I'm using it on my first grow, pretty simple really.
I'm sure others with more experience will have more info. GL.


----------



## Raw Dog (Dec 17, 2009)

Smokey Mcpotster said:
			
		

> Actually the 0-5-10 was for cfl.
> 0-8-16 is for hid lights. If you google "ask Lucas" there is a great thread, long but a very good read.
> I'm using it on my first grow, pretty simple really.
> I'm sure others with more experience will have more info. GL.


 so the solution is the same for vegging and flower?


----------



## The Hemp Goddess (Dec 17, 2009)

No, you were right the first time.  The Lucas Formula calls for 5 ml micro and 10 ml bloom per gal while in veg and 8 ml micro and 16 ml bloom per gal for flowering.  I find this a little strong for most of the strains I grow.  I just generally think of the Lucas formula as a formula where you use 2 parts bloom to 1 part micro at the ppm strength your plant needs.


----------



## Skavenger (Dec 17, 2009)

Hemp Goddess, whats your nute setup and what kind of nutrients do you use?


----------



## Smokey Mcpotster (Dec 17, 2009)

With all due respect to your vast knowledge/experience THG it is the same in veg. and flower.
I don't want to start an argument with someone who knows a ton more than I do, but it is the way he intended. Somehow it was changed  as it was passed down over the internet.  I found this out in the ask Lucas thread. His intent for 0-5-10 was for weaker lights, cfl.  He believes in 0-8-16 from start to finish with HID lights.

I'll try to find the post, its about 38 pages, I should be able to find it.


----------



## Smokey Mcpotster (Dec 17, 2009)

Im glad you asked about that, because Ive been meaning to talk a bit about vegetative nutes.
btw, before I blaze ahead, I dont recommend 0-5-10 as a veg formula actually, I only recommend it as a low light formula..

This is from the 2nd page, I know he talks about it more further in.

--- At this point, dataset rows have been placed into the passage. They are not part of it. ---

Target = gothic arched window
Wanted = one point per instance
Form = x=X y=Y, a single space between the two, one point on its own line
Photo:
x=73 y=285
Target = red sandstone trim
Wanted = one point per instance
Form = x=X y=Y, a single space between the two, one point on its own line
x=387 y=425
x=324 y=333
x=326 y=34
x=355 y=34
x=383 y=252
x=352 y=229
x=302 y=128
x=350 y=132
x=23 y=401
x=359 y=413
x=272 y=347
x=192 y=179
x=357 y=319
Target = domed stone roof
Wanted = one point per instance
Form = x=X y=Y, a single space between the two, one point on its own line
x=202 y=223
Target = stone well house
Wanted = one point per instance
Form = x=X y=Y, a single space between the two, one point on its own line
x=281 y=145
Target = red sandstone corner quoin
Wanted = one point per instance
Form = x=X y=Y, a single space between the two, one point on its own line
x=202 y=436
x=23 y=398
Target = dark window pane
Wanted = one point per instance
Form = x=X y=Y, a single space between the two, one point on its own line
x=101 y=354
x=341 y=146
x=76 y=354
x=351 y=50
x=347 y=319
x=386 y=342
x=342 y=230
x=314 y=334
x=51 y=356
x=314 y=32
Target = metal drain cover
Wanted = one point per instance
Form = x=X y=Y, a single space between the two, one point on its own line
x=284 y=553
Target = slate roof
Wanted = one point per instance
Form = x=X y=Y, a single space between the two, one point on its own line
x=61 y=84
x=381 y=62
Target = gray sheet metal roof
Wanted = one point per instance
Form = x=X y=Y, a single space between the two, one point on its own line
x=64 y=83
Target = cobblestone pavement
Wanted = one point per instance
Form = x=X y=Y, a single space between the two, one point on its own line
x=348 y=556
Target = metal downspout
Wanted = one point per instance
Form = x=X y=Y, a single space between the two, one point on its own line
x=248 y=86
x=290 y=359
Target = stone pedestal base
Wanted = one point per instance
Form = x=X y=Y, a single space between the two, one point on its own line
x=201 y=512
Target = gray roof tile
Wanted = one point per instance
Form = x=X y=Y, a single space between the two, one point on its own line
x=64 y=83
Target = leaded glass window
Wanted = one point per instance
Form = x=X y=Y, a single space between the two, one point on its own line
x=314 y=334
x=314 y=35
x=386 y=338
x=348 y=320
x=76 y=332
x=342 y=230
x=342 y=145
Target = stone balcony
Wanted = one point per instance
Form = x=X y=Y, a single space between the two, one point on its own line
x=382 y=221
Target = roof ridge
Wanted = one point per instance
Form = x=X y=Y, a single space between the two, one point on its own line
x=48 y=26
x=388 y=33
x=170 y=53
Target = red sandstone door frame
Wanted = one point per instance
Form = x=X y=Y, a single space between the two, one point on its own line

This is just the first reference.


----------



## The Hemp Goddess (Dec 17, 2009)

Skavenger said:
			
		

> Hemp Goddess, whats your nute setup and what kind of nutrients do you use?



I use GH nutes.  I have both the 3 part Flora Series and the Flora Nova nutes.  I generally only put 1 plant into 1 bucket or res, so I can control the nutes for each plant.  I start out at a low nute level and then push the ppms up until I start to get a little bit of nute burn and then back off just a tad.  Different strains like different nute levels.  The Mandala strains that I grow require a fairly low ppm--under 1000 even in late flowering--as they are very efficient in their nute uptake.  Others I can push to 1400 or 1500 ppms without burn.  I have 8 C99 in veg right now.  I have 2 plants in each bucket until they sex.  I have one on GH 3 part, one on Lucas, one on Flora Nova.  I had one on the new General Organics, but it was not doing well.  The roots were looking bad and the plants were starting to yellow, so I put them on Flora Nova.


----------



## The Hemp Goddess (Dec 17, 2009)

Smokey Mcpotster said:
			
		

> With all due respect to your vast knowledge/experience THG it is the same in veg. and flower.
> I don't want to start an argument with someone who knows a ton more than I do, but it is the way he intended. Somehow it was changed  as it was passed down over the internet.  I found this out in the ask Lucas thread. His intent for 0-5-10 was for weaker lights, cfl.  He believes in 0-8-16 from start to finish with HID lights.
> 
> I'll try to find the post, its about 38 pages, I should be able to find it.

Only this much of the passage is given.